Phil Pritchard of the Hockey Hall of Fame and collector Russ Boychuk pose with an apparent 1925 Hamilton Tigers sweater. (Credit: Hamilton Spectator via Reddit)

It’s at a bit of an angle and it’s not the primary focus of the photo but it’s more than anyone has had to work with in decades, so for the first time in twenty years I’ve started from scratch and re-drawn the logo.

I’m not certain I’ve gotten it right.  Maybe a better artist than me can do better.  Maybe someone else would account for the angles differently.  But this is good enough that I feel comfortable using it in my database and I’ve talked with Chris at SportsLogos.net about it and maybe it ends up over there and maybe the correction works its way out into the world the same way the mistake did.


Update, 10/1/2023: While the focus above was on the Tigers’ 1923-1925 logo, their 1921-1923 logo has a similar issue.  There are seemingly no surviving sweaters and all of the photos are low resolution, black and white, and plagued by shadows.

The other thing the 1921 and 1923 logos have in common is that I drew what has widely become the accepted rendition of the logo despite inaccuracies.  So I’ve drawn a new, hopefully-more-accurate version.

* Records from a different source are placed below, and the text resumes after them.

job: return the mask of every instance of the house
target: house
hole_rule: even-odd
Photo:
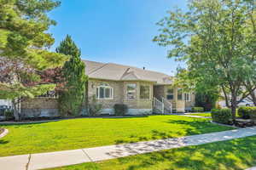
[[[166,74],[114,63],[84,62],[89,76],[85,96],[89,103],[96,96],[103,105],[102,114],[113,114],[115,104],[126,105],[128,115],[184,112],[195,105],[194,94],[173,87],[172,77]],[[87,114],[87,103],[83,115]],[[56,116],[57,108],[54,95],[21,103],[21,113],[26,116]]]

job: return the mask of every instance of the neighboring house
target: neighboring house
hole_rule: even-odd
[[[115,104],[126,105],[127,115],[184,112],[195,105],[195,95],[173,87],[168,75],[113,63],[84,62],[89,76],[86,100],[90,103],[95,95],[103,105],[102,114],[113,114]],[[87,114],[87,103],[83,115]],[[28,116],[35,112],[41,116],[56,116],[57,105],[55,96],[39,97],[22,102],[21,112]]]

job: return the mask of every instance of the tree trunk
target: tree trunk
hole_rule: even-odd
[[[231,113],[232,113],[232,121],[233,123],[236,121],[236,106],[237,106],[237,103],[236,103],[236,94],[232,94],[232,97],[231,97]]]
[[[236,105],[231,105],[231,113],[232,113],[232,121],[234,123],[236,121]]]
[[[253,102],[253,105],[256,106],[256,95],[255,95],[255,92],[254,91],[251,92],[250,95],[252,97],[252,101]]]
[[[17,103],[15,99],[12,100],[12,105],[13,105],[13,108],[14,108],[14,116],[15,118],[15,121],[19,122],[20,120],[20,113],[19,113],[19,110],[17,108]]]

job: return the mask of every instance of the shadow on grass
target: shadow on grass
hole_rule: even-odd
[[[207,133],[218,132],[221,130],[230,130],[226,127],[220,127],[218,125],[212,124],[211,122],[205,120],[168,120],[163,123],[176,124],[177,129],[170,129],[168,131],[159,131],[153,129],[149,135],[147,136],[137,136],[135,134],[131,135],[128,139],[119,139],[115,141],[116,144],[125,143],[135,143],[139,141],[164,139],[170,138],[177,138],[181,136],[195,135]],[[184,126],[185,125],[185,126]]]
[[[119,158],[125,169],[244,169],[256,165],[256,136]],[[136,160],[136,162],[135,162]]]
[[[9,143],[9,141],[7,141],[7,140],[0,139],[0,144],[8,144],[8,143]]]

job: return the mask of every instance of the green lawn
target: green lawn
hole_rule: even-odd
[[[211,117],[211,113],[192,113],[189,115],[199,116],[208,116]]]
[[[137,118],[80,118],[8,128],[0,139],[0,156],[89,148],[231,129],[207,119],[181,116]]]
[[[256,136],[52,170],[243,170],[256,165]]]

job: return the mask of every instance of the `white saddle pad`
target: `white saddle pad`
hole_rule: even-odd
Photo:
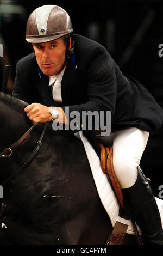
[[[82,131],[76,132],[75,135],[80,138],[83,143],[100,199],[110,218],[112,227],[115,226],[116,221],[118,221],[128,225],[127,233],[135,234],[131,221],[118,216],[120,204],[108,182],[106,174],[102,171],[99,159],[94,149],[87,138],[84,136]],[[156,198],[156,200],[160,213],[162,223],[163,223],[163,200]],[[141,231],[139,227],[137,228],[141,234]]]

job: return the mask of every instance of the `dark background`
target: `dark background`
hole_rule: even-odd
[[[27,19],[45,4],[65,9],[74,32],[104,46],[122,72],[142,83],[163,108],[163,57],[158,54],[163,44],[163,1],[0,1],[0,43],[5,55],[0,57],[1,83],[4,65],[9,64],[11,90],[17,62],[31,52],[25,40]],[[141,164],[158,197],[163,185],[162,139],[162,129],[150,135]]]

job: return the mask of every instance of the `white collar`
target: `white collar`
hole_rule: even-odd
[[[57,81],[59,83],[61,83],[62,77],[65,70],[66,66],[64,68],[64,69],[57,75],[55,75],[54,76],[49,76],[49,86],[51,86],[55,81]]]

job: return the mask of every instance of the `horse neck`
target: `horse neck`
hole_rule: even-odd
[[[25,113],[7,106],[0,106],[0,147],[9,147],[32,125],[28,121]]]

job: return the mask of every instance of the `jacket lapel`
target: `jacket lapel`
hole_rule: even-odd
[[[78,83],[80,71],[71,61],[68,62],[61,82],[61,95],[64,106],[72,105],[72,99],[75,86]]]
[[[39,82],[36,84],[41,96],[46,106],[49,107],[54,106],[54,101],[52,96],[51,87],[49,86],[49,78],[48,76],[42,74],[39,78]]]

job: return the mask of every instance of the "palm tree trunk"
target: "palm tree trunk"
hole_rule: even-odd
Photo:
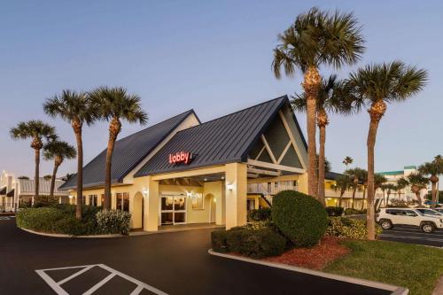
[[[366,186],[363,185],[363,198],[361,199],[361,211],[363,211],[364,209],[364,198],[366,195]]]
[[[422,206],[422,197],[420,197],[420,190],[416,192],[416,198],[418,201],[418,206]]]
[[[34,192],[34,204],[39,198],[39,189],[40,189],[40,150],[35,149],[35,190]],[[34,205],[33,204],[33,205]]]
[[[106,166],[105,175],[105,204],[104,209],[111,210],[111,171],[113,163],[113,152],[115,145],[115,136],[109,135],[108,147],[106,151]]]
[[[318,200],[325,206],[324,200],[324,144],[326,143],[326,126],[320,126],[320,150],[318,156]]]
[[[77,141],[77,198],[75,204],[75,217],[82,220],[83,206],[83,143],[82,140],[82,128],[74,129]]]
[[[357,185],[358,185],[358,181],[355,182],[354,181],[354,188],[353,188],[353,204],[351,206],[351,208],[354,209],[354,204],[355,203],[355,193],[357,192]]]
[[[345,194],[345,191],[340,192],[340,198],[338,198],[338,206],[339,207],[341,207],[341,199],[342,199],[344,194]]]
[[[54,162],[54,168],[52,169],[52,177],[51,177],[51,190],[50,190],[50,199],[54,198],[55,190],[55,179],[57,177],[57,170],[58,170],[59,164],[56,160]]]
[[[432,183],[432,204],[431,205],[431,206],[432,208],[435,208],[437,205],[437,182],[432,182],[431,183]]]
[[[305,73],[302,83],[307,95],[307,194],[314,198],[318,193],[317,152],[315,143],[316,99],[322,77],[315,66],[309,66]]]
[[[369,131],[368,133],[368,211],[366,220],[368,223],[368,239],[376,238],[376,221],[374,208],[374,149],[376,146],[377,130],[378,128],[378,120],[370,119]]]
[[[113,118],[109,124],[109,140],[106,151],[106,167],[105,172],[105,210],[111,210],[111,172],[113,165],[113,153],[117,140],[117,136],[121,128],[121,123],[118,118]]]

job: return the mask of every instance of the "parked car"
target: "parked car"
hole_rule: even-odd
[[[424,215],[430,215],[430,216],[443,216],[443,213],[439,212],[436,209],[430,209],[430,208],[416,208],[418,212],[420,212]]]
[[[383,229],[390,229],[396,224],[417,226],[425,233],[443,229],[443,216],[425,215],[411,208],[381,208],[377,213],[377,221]]]

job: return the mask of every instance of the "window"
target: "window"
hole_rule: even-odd
[[[117,210],[129,211],[129,194],[128,192],[118,192],[117,196]]]
[[[97,206],[97,195],[89,195],[89,206]]]
[[[203,196],[202,194],[191,193],[190,195],[192,209],[202,210],[203,209]]]

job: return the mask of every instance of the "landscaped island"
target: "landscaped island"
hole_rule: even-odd
[[[75,218],[74,205],[51,205],[25,208],[17,213],[17,226],[25,229],[69,236],[128,235],[131,215],[120,210],[83,206],[82,220]]]
[[[382,282],[431,294],[443,276],[441,249],[367,240],[365,221],[328,217],[307,195],[286,190],[243,227],[213,232],[213,250]],[[382,229],[377,227],[377,235]]]

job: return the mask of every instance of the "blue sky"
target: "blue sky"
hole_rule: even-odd
[[[390,105],[376,146],[376,170],[419,165],[443,153],[443,3],[439,1],[2,1],[0,10],[0,169],[33,175],[28,142],[9,128],[42,119],[74,144],[70,126],[47,118],[45,98],[64,89],[127,87],[139,94],[150,124],[194,108],[203,121],[300,91],[301,75],[276,80],[276,35],[312,6],[354,12],[368,47],[362,60],[400,59],[429,71],[425,89]],[[333,71],[322,69],[323,75]],[[297,114],[305,130],[305,115]],[[327,158],[342,171],[345,156],[366,167],[369,115],[332,116]],[[140,129],[123,123],[120,137]],[[84,129],[84,160],[106,146],[107,128]],[[43,162],[41,174],[52,163]],[[60,167],[75,171],[75,161]]]

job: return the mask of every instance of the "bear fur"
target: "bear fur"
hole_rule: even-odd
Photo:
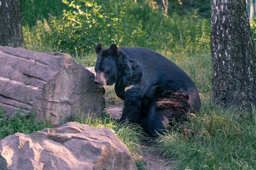
[[[102,48],[98,54],[95,82],[113,85],[124,100],[120,120],[139,124],[150,136],[163,134],[173,121],[199,111],[198,92],[189,76],[172,62],[154,51],[140,47]]]

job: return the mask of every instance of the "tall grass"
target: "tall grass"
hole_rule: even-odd
[[[44,128],[53,127],[50,120],[35,120],[33,113],[25,114],[22,108],[16,111],[10,120],[6,118],[6,115],[5,111],[0,106],[0,139],[15,132],[30,134]]]
[[[37,6],[36,9],[38,8],[38,5],[35,4],[36,0],[20,1],[31,2],[31,5]],[[193,10],[184,15],[177,13],[163,15],[159,9],[154,9],[147,1],[137,1],[135,4],[134,1],[131,0],[90,0],[88,1],[97,3],[95,8],[100,6],[99,12],[106,18],[104,20],[98,20],[97,16],[93,18],[98,22],[92,27],[93,27],[95,29],[90,30],[90,34],[85,36],[83,32],[87,30],[83,29],[82,26],[81,29],[74,29],[72,21],[68,22],[67,18],[63,18],[65,13],[62,10],[74,11],[76,9],[70,10],[67,6],[62,6],[61,1],[54,2],[60,4],[56,13],[51,8],[53,6],[49,5],[49,13],[54,17],[40,11],[36,14],[40,17],[36,15],[36,19],[31,14],[27,15],[28,23],[24,24],[23,31],[28,50],[71,52],[73,57],[86,67],[95,64],[96,56],[92,49],[98,41],[103,42],[104,46],[116,43],[119,46],[145,46],[157,51],[191,77],[202,100],[200,113],[191,116],[184,124],[177,124],[172,131],[157,139],[157,146],[161,148],[161,154],[173,162],[174,167],[172,168],[256,169],[255,115],[241,117],[236,110],[225,109],[210,100],[212,73],[209,20],[198,18]],[[26,15],[29,11],[22,11],[22,9],[25,8],[21,8],[22,18],[23,23],[26,23]],[[33,10],[32,8],[31,10]],[[31,11],[31,13],[35,12]],[[79,17],[74,18],[80,20]],[[36,22],[36,20],[39,21]],[[102,27],[108,24],[113,29]],[[71,26],[66,27],[68,25]],[[255,24],[252,25],[255,30]],[[77,32],[74,32],[73,29]],[[253,33],[255,37],[255,32]],[[87,50],[83,46],[85,44],[90,45]],[[107,89],[106,96],[109,103],[115,102],[120,104],[122,103],[117,100],[113,87]],[[139,127],[128,124],[118,124],[106,115],[97,119],[77,117],[72,120],[92,126],[111,128],[130,150],[135,152],[142,138]]]

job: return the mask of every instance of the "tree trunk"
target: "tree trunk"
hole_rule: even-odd
[[[0,0],[0,45],[24,46],[19,0]]]
[[[212,97],[226,107],[255,106],[255,53],[245,0],[211,0]]]

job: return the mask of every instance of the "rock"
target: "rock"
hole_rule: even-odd
[[[0,141],[0,169],[136,169],[126,146],[107,128],[68,122]]]
[[[77,112],[101,115],[104,89],[70,55],[0,46],[0,106],[10,117],[19,106],[37,119],[64,123]]]

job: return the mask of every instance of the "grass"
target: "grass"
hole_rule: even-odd
[[[234,109],[225,109],[203,101],[201,113],[186,126],[188,134],[172,131],[157,139],[163,155],[175,169],[253,169],[256,167],[256,119],[241,117]]]
[[[83,66],[93,66],[97,59],[96,55],[92,51],[86,53],[76,51],[74,46],[72,45],[72,41],[76,39],[67,37],[67,41],[64,44],[65,48],[55,43],[58,41],[55,39],[56,30],[61,30],[58,25],[54,24],[62,23],[58,20],[60,17],[62,18],[62,10],[65,6],[53,5],[49,4],[52,1],[45,0],[44,3],[49,5],[43,6],[43,8],[48,8],[47,10],[35,10],[41,8],[40,1],[20,1],[22,23],[25,24],[23,33],[26,48],[36,52],[51,52],[68,47],[68,51],[75,51],[72,56]],[[60,1],[58,0],[53,3],[60,3]],[[140,1],[137,1],[138,3]],[[157,10],[152,10],[147,4],[138,6],[129,4],[133,3],[134,1],[117,1],[116,3],[113,0],[97,0],[97,2],[102,5],[102,9],[109,9],[110,11],[109,13],[106,14],[105,13],[108,11],[103,10],[102,14],[122,19],[122,22],[120,22],[118,24],[121,24],[119,26],[122,29],[118,30],[124,31],[124,32],[121,31],[117,36],[124,36],[124,39],[122,41],[115,39],[113,42],[122,46],[143,46],[158,52],[184,70],[198,88],[202,100],[201,112],[191,116],[189,121],[183,125],[177,124],[172,131],[156,140],[156,146],[161,148],[162,155],[169,158],[174,165],[172,168],[256,169],[255,116],[240,117],[239,113],[237,113],[235,109],[225,109],[210,100],[212,73],[209,50],[209,20],[198,19],[196,13],[193,12],[183,16],[173,13],[163,17],[159,15]],[[123,2],[125,2],[125,6]],[[30,5],[32,7],[28,8]],[[56,8],[56,6],[58,8]],[[120,6],[125,8],[119,9]],[[25,9],[31,9],[31,11]],[[172,11],[172,9],[169,10]],[[122,15],[119,16],[119,13]],[[52,24],[50,19],[54,21],[55,24]],[[122,23],[124,25],[122,25]],[[100,24],[105,25],[104,22]],[[129,31],[132,31],[131,33]],[[97,30],[92,31],[98,35]],[[126,32],[130,32],[131,36]],[[110,36],[113,36],[111,34],[112,33],[100,38],[109,38]],[[255,38],[255,32],[253,33]],[[63,37],[65,36],[64,34]],[[83,37],[86,38],[83,41],[86,41],[88,38],[84,35]],[[100,40],[99,37],[95,38],[97,41]],[[69,39],[71,41],[68,41]],[[77,42],[82,41],[81,38],[78,40]],[[90,41],[96,40],[93,39]],[[104,41],[103,39],[101,41]],[[107,40],[105,41],[109,43]],[[95,45],[90,45],[93,46]],[[66,52],[64,50],[61,52]],[[116,96],[113,87],[108,87],[106,90],[107,104],[115,103],[122,106],[122,101]],[[0,138],[18,131],[30,133],[49,125],[35,122],[33,116],[29,118],[22,114],[17,114],[13,120],[7,120],[3,117],[4,114],[0,108]],[[140,140],[143,134],[136,125],[127,123],[118,124],[106,114],[97,118],[77,115],[70,120],[92,126],[110,128],[132,152],[140,150]],[[184,127],[188,130],[184,130]],[[139,169],[143,169],[143,162],[136,160],[136,163]]]
[[[31,134],[44,128],[53,127],[49,120],[36,121],[33,112],[25,114],[22,111],[22,108],[16,111],[10,120],[6,119],[6,114],[0,106],[0,139],[15,132]]]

This one may not be entirely accurate but I think it’s closer than the blob with stripes I drew twenty years ago.  In particular, the tiger head feels too modern to me due to the level of detail.  That said, Hamilton’s 1920 logo had a ton of detail, so this shouldn’t be ruled out.

http://www.detroithockey.net

Clark founded the site that would become DetroitHockey.Net in September of 1996. He continues to write for the site and executes the site's design and development, as well as that of DH.N's sibling site, FantasyHockeySim.com.

Comments

  • Fantastic work. The Hamilton Tigers have such a mishmash of logos that are inaccurate all over the place. There’s just so little concrete information to go off of. And the fact that the NHL and CCM used that insane tiger on sweaters in the 90’s that came from an illustration of their logo is crazy to me. I’ve thought something was off about their H logo as well so thanks for putting the record straight about the font (after accidentally causing the problem!)

    Kyle September 29, 2023 9:12 AM
  • Fantastic work as always! I’ve followed this site since 2002 and still love your content to this day!